Mississippi man seeks new trial after saying system wrongfully kept him in jail for year awaiting hearing
Published 10:09 am Sunday, July 25, 2021
A Mississippi man serving a life sentence for being a habitual offender is appealing his punishment, saying the seven months he spent in jail without an indictment and year it took to arraign him violated his right to a speedy trial.
Brian Berryman’s appeal of his 2020 conviction was heard by the Mississippi State Court of Appeals in May, the Northeast Mississippi Daily Journal reported.
Berryman is serving a life sentence for the February 2017 conviction on a firearm possession by a felon charge. He was out on parole at the time for a 1990 murder and armed robbery convictions.
But after Berryman’s arrest it took 211 days for him to be indicted and an additional 399 days before he was arraigned even though he was in jail the whole time.
“I can go on the (state prison) website and figure out, just myself, where a prisoner is, you don’t need an investigator to go find him,” Judge Jack Wilson said during Berryman’s appeal hearing. “I’m having a hard time. Isn’t it gross negligence? It isn’t just negligence, is it?”
The Attorney General’s Office is arguing that the delays aren’t enough to overturn Berryman’s conviction.

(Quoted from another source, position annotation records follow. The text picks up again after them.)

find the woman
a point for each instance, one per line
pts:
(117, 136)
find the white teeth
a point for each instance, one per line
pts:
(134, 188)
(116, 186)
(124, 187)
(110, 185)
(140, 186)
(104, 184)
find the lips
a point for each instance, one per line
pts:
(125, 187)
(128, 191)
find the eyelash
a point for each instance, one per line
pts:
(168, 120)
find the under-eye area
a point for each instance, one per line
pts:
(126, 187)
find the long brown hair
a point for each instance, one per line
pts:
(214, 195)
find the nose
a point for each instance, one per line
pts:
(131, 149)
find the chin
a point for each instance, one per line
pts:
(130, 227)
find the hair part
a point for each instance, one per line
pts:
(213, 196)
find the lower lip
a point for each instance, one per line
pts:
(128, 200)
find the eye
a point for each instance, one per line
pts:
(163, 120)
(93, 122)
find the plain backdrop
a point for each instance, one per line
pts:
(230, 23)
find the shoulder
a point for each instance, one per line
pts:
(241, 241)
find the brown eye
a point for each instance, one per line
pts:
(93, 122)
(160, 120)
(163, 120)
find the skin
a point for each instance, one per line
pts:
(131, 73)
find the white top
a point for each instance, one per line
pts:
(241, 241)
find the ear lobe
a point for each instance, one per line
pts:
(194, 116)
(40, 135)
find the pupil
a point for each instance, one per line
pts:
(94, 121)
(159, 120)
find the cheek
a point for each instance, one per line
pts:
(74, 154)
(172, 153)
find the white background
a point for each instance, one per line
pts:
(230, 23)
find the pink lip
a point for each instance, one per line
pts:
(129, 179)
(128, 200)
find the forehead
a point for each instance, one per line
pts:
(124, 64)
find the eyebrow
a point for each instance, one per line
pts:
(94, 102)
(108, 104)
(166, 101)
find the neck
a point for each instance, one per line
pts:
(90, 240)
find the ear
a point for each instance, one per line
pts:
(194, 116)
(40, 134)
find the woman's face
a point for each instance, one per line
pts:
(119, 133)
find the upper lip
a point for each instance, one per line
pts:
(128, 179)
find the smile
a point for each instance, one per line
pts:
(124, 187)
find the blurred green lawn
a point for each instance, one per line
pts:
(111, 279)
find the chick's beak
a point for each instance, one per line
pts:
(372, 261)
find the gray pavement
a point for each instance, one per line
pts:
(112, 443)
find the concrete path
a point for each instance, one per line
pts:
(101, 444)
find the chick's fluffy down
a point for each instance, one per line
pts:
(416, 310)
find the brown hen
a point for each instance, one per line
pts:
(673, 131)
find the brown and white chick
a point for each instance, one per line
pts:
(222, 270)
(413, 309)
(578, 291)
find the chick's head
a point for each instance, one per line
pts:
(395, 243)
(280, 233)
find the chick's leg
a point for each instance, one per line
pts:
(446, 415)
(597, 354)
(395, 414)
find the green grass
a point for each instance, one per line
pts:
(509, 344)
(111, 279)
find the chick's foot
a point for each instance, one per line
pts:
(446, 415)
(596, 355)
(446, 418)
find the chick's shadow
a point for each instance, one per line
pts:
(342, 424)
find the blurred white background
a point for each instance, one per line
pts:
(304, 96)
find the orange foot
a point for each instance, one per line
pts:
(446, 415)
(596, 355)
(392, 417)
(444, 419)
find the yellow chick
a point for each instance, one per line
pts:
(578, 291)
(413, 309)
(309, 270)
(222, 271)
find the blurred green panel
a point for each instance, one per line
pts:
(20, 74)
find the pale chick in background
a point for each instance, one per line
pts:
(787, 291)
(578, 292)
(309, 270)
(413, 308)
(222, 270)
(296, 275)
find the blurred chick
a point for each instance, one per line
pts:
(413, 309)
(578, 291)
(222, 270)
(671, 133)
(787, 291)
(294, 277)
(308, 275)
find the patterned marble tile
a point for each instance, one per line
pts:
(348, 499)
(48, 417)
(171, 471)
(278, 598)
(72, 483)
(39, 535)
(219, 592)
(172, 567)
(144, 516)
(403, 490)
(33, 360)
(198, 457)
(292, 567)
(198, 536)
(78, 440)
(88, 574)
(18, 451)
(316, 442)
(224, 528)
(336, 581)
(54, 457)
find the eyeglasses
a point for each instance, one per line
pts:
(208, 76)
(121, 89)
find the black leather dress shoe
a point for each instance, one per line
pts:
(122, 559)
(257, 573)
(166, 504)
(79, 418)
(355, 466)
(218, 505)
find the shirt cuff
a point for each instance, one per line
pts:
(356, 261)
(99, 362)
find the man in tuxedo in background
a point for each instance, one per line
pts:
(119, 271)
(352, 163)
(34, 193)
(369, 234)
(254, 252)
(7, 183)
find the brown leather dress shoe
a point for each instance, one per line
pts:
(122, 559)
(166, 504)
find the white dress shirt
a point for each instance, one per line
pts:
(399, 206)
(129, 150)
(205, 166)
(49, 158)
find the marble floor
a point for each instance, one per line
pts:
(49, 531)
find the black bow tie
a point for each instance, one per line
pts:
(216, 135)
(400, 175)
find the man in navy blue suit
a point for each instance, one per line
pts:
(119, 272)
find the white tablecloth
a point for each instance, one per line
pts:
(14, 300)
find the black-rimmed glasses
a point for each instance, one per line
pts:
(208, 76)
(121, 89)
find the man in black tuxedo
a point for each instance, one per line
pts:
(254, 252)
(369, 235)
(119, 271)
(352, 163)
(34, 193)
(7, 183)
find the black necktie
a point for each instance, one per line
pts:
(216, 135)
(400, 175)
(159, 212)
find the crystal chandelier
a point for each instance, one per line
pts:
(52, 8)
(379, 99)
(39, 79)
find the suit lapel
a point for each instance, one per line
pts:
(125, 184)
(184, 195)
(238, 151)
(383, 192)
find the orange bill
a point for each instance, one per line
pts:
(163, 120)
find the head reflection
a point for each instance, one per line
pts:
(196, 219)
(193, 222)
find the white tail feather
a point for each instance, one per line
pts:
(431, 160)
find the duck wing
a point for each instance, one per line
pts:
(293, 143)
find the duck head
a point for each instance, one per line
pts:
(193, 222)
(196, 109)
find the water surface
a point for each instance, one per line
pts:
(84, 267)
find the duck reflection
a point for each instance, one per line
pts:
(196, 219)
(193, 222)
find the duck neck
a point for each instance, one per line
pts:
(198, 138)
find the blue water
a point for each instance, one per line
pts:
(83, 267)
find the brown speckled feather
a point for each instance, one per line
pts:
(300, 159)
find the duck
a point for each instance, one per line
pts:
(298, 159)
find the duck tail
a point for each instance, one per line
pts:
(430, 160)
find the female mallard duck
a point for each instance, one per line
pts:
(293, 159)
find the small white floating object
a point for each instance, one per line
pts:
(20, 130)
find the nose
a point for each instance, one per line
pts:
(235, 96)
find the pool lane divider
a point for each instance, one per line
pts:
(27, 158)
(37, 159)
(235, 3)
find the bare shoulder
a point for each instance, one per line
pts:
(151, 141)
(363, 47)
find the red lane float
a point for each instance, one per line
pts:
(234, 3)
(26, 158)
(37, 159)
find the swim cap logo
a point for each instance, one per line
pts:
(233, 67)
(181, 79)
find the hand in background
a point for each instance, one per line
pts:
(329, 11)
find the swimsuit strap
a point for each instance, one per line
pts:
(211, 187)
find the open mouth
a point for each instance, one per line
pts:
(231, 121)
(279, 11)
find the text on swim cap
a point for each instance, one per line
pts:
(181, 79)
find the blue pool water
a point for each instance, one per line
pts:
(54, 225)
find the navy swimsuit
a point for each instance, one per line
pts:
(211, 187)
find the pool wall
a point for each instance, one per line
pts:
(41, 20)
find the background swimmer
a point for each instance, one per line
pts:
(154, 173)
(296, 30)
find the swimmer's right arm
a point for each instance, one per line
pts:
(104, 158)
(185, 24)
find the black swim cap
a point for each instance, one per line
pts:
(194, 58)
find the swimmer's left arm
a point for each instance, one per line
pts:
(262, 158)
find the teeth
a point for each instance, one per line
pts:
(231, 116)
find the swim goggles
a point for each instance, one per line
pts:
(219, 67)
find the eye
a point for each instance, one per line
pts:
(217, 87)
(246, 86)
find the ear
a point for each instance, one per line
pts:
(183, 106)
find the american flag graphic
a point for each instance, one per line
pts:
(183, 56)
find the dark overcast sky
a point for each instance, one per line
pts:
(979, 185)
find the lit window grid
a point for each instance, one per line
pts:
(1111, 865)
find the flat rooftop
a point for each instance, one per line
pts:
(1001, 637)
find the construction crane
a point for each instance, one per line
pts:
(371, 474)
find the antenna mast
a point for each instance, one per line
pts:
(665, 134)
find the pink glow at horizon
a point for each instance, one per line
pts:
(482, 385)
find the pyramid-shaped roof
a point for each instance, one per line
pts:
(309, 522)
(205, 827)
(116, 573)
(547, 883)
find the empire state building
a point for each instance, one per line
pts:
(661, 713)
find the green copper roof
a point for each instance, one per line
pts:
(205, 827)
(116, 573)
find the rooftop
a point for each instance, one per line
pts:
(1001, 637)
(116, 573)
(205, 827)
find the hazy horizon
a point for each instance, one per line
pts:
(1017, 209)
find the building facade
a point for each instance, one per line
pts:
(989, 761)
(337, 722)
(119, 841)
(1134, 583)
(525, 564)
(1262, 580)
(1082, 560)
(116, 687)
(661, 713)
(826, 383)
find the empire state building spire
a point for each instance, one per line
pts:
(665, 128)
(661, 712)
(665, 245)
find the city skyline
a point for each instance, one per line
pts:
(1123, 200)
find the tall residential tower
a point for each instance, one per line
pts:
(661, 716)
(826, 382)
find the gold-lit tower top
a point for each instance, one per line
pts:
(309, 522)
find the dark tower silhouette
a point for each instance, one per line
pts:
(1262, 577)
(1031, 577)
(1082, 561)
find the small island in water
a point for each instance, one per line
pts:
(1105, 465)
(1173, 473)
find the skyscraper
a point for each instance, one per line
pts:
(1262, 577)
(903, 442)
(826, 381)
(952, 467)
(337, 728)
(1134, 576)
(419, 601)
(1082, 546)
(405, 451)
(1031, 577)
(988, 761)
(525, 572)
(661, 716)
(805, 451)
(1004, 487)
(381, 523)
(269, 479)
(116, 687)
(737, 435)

The justices have not ruled on the case.
Berryman was also originally charged with shooting into a dwelling, but the judge at his trial dropped that charge after one of Berryman’s witnesses died, saying the long wait for a trial harmed his opportunity to defend himself.
Even if Berryman’s most recent conviction is overturned, he will likely remain in jail because his parole has been revoked and prosecutors said he is facing unrelated rape charges in Tennessee.
Berryman appeared to fall through the cracks also because of problems with lawyers. His original public defender was elected to be a judge and had to quit the case. The second attorney appointed bowed out after realizing he prosecuted Berryman’s 1990 murder conviction. His third lawyer was a state lawmaker who struggled to find time for the case.
Berryman’s case shows how Mississippi’s criminal justice system struggles with a lack of money for defense attorneys for the poor and prosecutors who don’t emphasize speedy trials.
“People get stuck in pre-trial detention, and folks forget about them,” said Cliff Johnson, director of the MacArthur Center for Justice at the University of Mississippi Law School. “We see miscarriages of justice where people are just stuck in jail without an avenue to a courtroom or a lawyer or an advocate.”